I don’t see the guy with the cardboard sign…in fact, I refuse to look at him.
I look past the woman with the unkept hair and the bad skin.
I don’t see the weird kid with the haunted look.
You think I’m cold. Maybe I am. But I’m also afraid.
I’ve seen that look in the mirror. And I never want to see it again.
I worked hard to keep my appearance unalarming. I didn’t want people to notice how alarmed I was at where I found myself.
I have felt the dread in the pit of my stomach that wonders how it is that I’m NOT holding that sign.
And it terrifies me…until I remember something important…
Someone saw me. Someone gave just what I needed at the time. Someone kept me from the brink of disaster.
…what if they hadn’t…?
What if Leslie hadn’t given me produce? I didn’t have a garden and couldn’t afford to buy fruits and veggies.

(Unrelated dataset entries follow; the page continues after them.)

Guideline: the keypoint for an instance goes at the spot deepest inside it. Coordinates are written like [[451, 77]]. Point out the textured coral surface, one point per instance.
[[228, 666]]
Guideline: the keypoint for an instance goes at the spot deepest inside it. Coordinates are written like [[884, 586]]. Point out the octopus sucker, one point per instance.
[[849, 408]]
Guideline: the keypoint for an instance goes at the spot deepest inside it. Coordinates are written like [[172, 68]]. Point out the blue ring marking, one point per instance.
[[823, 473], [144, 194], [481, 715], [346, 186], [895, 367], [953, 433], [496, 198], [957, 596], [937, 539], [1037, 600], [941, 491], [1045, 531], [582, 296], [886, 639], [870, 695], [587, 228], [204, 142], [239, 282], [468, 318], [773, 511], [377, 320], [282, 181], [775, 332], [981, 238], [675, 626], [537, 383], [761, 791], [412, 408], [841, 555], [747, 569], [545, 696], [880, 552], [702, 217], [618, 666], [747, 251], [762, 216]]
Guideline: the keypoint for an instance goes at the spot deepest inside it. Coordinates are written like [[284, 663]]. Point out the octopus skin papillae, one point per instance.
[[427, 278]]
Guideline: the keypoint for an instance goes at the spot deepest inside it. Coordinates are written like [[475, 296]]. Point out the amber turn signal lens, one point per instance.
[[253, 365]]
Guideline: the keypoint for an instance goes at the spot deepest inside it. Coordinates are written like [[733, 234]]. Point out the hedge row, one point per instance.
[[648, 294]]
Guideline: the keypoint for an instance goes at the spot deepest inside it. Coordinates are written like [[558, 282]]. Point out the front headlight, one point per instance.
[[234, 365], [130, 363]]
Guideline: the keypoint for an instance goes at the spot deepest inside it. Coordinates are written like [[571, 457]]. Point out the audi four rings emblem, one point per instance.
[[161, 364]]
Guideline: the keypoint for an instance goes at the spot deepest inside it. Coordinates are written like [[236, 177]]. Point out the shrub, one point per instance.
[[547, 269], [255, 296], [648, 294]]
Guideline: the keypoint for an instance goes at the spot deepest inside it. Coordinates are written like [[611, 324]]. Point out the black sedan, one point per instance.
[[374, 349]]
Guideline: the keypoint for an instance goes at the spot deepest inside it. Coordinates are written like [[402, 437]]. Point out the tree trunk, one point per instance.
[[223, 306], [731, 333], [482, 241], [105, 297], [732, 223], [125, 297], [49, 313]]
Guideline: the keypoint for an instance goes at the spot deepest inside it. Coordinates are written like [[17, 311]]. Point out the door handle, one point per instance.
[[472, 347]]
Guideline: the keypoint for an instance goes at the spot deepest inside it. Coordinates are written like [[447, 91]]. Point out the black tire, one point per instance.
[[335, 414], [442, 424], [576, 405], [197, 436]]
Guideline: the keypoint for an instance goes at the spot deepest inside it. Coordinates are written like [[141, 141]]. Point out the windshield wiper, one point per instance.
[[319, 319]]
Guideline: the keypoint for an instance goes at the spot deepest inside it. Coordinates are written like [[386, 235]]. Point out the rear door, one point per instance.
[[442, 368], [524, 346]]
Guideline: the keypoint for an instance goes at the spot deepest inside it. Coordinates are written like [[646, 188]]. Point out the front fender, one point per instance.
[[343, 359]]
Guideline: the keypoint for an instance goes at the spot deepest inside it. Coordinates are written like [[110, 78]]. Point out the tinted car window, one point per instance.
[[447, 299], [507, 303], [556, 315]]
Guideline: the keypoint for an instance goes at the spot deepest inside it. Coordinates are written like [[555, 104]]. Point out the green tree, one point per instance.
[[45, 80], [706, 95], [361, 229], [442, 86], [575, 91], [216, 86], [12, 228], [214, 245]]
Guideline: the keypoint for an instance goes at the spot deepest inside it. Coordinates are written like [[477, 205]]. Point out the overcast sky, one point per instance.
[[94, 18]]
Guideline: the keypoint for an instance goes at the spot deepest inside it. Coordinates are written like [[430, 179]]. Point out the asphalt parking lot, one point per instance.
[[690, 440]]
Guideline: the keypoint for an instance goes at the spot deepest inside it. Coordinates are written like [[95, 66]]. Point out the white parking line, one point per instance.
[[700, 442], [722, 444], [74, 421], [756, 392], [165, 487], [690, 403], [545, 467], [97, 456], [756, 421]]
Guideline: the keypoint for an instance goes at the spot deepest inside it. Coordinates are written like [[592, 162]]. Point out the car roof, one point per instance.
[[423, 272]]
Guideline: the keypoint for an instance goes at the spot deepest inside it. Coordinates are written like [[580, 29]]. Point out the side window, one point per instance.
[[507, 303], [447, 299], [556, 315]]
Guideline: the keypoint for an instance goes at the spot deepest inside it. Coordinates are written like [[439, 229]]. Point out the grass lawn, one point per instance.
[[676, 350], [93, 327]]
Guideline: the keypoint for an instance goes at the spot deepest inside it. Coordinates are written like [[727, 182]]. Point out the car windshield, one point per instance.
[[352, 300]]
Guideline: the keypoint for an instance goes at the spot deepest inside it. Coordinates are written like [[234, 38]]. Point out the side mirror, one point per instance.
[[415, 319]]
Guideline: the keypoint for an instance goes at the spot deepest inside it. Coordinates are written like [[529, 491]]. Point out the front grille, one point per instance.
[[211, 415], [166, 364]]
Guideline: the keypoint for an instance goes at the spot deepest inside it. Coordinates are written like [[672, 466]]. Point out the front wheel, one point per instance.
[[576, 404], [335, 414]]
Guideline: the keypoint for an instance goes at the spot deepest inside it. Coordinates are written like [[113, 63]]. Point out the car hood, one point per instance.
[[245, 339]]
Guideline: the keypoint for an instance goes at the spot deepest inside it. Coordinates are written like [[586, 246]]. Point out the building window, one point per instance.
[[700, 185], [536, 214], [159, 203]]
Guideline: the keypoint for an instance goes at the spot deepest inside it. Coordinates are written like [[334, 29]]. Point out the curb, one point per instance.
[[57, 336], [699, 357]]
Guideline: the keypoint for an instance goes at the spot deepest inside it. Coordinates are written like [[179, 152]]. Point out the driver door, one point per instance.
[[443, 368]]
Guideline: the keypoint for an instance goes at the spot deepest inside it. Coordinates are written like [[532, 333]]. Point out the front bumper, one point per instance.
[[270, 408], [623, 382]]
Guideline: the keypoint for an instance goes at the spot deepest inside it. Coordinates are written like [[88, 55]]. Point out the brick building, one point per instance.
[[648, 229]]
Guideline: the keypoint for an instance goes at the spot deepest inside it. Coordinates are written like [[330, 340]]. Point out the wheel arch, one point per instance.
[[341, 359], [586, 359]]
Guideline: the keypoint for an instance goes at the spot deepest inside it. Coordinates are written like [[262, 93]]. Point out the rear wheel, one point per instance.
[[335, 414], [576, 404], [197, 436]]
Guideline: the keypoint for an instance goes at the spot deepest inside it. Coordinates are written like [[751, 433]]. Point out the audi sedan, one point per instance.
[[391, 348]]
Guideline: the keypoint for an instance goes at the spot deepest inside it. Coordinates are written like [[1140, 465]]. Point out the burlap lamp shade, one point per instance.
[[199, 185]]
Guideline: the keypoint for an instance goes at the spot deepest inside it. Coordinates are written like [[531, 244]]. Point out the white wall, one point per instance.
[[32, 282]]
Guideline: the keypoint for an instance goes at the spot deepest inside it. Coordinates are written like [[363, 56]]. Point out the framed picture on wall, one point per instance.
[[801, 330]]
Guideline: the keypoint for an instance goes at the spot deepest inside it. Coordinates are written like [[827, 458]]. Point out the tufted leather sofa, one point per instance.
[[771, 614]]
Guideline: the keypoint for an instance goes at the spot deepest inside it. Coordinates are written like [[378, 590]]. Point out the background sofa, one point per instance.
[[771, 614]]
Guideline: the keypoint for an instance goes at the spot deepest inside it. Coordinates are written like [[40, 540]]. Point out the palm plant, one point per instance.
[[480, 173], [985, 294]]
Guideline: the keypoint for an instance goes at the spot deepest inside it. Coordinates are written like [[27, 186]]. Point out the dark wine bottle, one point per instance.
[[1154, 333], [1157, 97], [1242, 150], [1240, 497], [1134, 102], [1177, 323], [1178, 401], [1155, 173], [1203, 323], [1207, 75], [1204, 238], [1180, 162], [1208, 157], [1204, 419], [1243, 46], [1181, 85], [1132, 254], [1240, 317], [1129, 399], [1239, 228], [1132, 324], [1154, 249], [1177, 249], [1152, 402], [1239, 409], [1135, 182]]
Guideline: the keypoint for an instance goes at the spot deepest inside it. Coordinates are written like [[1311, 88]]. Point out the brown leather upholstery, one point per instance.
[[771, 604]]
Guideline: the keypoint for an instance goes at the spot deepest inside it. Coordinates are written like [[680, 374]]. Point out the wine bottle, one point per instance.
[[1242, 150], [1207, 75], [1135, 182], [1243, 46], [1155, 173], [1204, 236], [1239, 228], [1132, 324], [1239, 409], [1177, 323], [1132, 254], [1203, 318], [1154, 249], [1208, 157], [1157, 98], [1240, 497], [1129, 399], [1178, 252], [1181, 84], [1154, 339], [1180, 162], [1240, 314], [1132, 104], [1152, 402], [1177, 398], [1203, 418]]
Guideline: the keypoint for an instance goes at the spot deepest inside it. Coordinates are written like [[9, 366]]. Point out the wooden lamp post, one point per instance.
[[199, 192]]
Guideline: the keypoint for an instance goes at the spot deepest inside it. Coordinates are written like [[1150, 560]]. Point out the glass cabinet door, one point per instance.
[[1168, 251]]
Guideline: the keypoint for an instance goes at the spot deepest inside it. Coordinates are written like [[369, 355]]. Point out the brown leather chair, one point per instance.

What if Ellie hadn’t given her excess jam & pickles? These ‘extras’ made the meals more palatable.
What if Chad hadn’t given money every month? Sometimes his $300 was the only money that came in.
What if that person hadn’t left money in the mailbox? The power bill was long overdue and winter was coming.
Maybe that someone was you. If it was, I thank you. I don’t know you...
But Jesus does. And He says, “…whatever you did for the least of these, you did for Me,” (Matt. 25:40).